He chokes up and tears fill my eyes. “I love you.”
“Love you too, kiddo.”
∞∞∞
Tapping my fingers against my thigh, I stare blindly at the screen while Matt munches on popcorn beside me.
Although I usually enjoy hanging out with Matt even with his propensity for gory movies, tonight the slasher film leaves me with a weird feeling in my stomach.
Is this how Dixie felt? Was she afraid? Did she feel pain?
The lead in the movie lets out an ear-piercing scream and I jump. Matt glances at me sideways before pressing pause on the movie. “You okay?”
“Yeah,” I shrug. “I think maybe I’ll go home though.”
“What? Why?” he says.
Avoiding his disappointed stare, I mumble, “I’m just tired. Long week.”
“Oh.”
I cringe at his sigh, but I know if I sit here much longer it’ll be me screaming bloody murder. Normally I would give in because I hate disappointing my friends, but I just don’t have it in me.
Still, I’m uneasy at his silence and on the verge of changing my mind as he walks me to the stairs.
“That was really cool what your dad said about Dixie,” he says, and I smile.
It was, although I don’t remember Dixie having his class. I guess it’s something we never bothered to speak about.
“Yeah,” I say, my chest burning. I should stay. I’m being selfish. Besides, as I keep having to remind myself, I may not always have the time I need to spend with my friends.

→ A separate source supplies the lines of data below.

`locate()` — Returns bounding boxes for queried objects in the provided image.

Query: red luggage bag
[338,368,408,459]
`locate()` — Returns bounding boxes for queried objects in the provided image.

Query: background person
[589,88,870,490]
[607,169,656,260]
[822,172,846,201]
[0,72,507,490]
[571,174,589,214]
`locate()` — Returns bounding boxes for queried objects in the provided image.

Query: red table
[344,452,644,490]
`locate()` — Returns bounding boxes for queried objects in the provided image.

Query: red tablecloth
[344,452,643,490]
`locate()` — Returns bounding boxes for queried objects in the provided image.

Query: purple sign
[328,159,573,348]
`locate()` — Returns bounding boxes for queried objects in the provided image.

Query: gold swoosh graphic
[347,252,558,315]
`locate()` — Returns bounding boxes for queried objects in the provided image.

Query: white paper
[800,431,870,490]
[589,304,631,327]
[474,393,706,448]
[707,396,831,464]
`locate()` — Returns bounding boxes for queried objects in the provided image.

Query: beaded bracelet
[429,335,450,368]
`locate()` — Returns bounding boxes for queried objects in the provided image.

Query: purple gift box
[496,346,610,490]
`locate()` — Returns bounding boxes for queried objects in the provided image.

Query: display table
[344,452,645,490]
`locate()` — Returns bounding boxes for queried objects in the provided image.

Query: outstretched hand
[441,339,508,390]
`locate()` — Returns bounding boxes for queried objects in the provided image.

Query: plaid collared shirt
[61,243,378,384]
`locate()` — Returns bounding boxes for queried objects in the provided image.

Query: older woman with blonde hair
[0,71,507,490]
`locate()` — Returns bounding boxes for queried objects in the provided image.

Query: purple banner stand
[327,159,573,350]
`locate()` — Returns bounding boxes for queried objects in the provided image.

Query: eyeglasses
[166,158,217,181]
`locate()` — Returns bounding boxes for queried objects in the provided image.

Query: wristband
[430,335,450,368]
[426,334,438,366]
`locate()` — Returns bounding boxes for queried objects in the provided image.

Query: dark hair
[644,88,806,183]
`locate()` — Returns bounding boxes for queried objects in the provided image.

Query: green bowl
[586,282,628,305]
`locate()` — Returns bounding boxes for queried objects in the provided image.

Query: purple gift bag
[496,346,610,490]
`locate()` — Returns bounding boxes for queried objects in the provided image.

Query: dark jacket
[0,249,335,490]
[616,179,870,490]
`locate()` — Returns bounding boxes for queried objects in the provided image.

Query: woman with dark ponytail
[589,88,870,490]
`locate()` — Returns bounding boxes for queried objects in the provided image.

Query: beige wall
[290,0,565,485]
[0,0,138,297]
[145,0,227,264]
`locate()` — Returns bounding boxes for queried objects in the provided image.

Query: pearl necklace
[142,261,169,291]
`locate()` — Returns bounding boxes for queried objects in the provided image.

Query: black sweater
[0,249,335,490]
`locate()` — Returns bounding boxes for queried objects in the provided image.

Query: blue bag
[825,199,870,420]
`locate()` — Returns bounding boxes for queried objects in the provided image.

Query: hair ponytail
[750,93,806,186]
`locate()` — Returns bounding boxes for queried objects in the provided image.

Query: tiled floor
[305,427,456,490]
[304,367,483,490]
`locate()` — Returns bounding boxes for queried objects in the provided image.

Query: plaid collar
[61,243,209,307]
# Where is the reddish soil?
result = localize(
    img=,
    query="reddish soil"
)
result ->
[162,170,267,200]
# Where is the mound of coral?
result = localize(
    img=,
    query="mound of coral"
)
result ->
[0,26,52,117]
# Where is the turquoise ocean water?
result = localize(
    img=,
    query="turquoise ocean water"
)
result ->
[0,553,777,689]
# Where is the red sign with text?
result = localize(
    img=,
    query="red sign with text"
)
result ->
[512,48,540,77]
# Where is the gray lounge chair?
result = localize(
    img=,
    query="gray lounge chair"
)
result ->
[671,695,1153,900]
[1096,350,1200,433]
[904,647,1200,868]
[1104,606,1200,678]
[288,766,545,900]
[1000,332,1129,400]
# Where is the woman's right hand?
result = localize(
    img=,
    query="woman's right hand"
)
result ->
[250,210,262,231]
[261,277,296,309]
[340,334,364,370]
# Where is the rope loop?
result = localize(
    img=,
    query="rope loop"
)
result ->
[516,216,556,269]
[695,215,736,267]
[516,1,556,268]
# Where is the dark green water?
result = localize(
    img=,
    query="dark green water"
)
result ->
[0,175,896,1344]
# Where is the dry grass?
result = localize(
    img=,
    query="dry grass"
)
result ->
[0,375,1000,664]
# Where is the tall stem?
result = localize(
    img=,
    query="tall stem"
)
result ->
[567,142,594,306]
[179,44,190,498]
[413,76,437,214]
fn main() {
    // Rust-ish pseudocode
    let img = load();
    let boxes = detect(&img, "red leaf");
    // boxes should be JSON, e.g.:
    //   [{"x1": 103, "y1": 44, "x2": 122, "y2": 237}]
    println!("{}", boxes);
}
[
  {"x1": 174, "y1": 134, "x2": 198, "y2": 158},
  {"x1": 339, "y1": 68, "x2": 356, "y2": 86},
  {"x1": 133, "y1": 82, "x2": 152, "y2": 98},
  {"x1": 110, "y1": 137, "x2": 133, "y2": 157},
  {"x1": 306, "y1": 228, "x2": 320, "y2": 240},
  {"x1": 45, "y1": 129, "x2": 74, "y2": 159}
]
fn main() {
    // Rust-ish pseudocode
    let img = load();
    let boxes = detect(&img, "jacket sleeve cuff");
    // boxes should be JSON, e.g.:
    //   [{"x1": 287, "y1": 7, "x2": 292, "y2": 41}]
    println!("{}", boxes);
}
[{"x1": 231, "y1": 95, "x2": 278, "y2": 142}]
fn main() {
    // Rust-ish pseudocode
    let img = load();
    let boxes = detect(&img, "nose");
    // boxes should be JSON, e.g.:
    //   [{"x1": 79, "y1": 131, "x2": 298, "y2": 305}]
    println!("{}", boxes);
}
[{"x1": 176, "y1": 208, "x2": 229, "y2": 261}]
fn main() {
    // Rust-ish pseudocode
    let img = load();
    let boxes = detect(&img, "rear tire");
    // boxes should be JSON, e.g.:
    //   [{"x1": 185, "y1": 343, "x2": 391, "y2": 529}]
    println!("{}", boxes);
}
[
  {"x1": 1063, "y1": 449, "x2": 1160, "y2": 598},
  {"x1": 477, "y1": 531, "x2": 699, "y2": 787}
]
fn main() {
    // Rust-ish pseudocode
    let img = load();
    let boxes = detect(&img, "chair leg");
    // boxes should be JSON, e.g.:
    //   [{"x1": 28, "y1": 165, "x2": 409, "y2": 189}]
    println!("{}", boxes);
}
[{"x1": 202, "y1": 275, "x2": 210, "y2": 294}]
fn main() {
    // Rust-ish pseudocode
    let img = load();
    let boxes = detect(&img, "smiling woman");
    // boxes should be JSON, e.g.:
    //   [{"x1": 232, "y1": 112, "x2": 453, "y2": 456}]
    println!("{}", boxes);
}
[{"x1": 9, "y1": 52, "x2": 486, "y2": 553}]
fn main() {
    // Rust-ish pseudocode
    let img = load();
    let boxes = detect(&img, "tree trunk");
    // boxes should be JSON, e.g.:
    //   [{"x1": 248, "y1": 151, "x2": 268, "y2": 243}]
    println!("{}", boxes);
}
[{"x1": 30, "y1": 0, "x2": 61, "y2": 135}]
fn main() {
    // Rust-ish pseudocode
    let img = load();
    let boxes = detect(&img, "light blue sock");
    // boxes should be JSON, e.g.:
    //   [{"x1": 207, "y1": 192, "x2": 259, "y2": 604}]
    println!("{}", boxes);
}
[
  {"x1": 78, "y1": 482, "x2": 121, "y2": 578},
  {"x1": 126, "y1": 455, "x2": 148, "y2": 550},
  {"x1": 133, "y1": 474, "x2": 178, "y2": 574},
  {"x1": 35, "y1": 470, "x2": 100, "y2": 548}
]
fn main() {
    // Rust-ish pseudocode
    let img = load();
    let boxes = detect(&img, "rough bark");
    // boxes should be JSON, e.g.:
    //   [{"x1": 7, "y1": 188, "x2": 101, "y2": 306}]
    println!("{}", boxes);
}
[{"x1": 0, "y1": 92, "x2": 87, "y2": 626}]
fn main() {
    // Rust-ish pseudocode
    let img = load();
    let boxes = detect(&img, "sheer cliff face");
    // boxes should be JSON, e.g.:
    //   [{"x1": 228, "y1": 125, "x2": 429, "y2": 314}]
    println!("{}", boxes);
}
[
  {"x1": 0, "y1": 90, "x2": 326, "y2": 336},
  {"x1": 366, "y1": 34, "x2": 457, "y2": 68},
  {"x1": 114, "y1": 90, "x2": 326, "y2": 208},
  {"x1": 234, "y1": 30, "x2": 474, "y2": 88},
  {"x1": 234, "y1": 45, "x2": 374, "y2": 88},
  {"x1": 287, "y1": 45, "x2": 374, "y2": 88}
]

“What’s the deal with Diem anyway?” Matt asks, smoothing his hand down the banister.
“What?” My heart jumps into my throat and I look away before moving up the stairs. I hope I look as nonchalant as I wish I felt because I don’t want to talk about Diem, especially with Matt who gets all squirrely every time the topic comes up.
“Well, it’s weird he sat by you. Right? I mean he doesn’t even like you.”
I suck in a breath and stiffen before taking the last two steps in one go. When I breach the main floor, I head straight for the front door, bypassing the living room where Matt’s mom lays on the couch watching television.
All thoughts of staying are long gone. Now I just need to go before I break down.
Cry baby. Ugh. Why can’t I control my damn emotions?
“Mae?” Matt says while I fumble with the knob.
Finally, I’m free and I breathe in the cool air with a shiver. What Matt said so carelessly is not untrue, but the statement felt unkind and pointed at that.
Still when he grabs my arm, I pause and summon a smile while he searches my gaze with furrowed brows. “Mae? Did I say something wrong? I’m sorry.”
Wrong? Yes. No. Hell, I don’t know.
“It’s okay,” I say, pulling away with a wave. “Talk to you tomorrow.”
I don’t give him a chance to respond and it’s only as I’m driving down the street that I allow the tears to fall.He doesn’t even like you…
∞∞∞
On Saturday, Bone picks me up for Dixie’s funeral. We rode silently to the church before slipping inside to a room packed full of friends and family. My heart clenches at the sight of so many grieving people.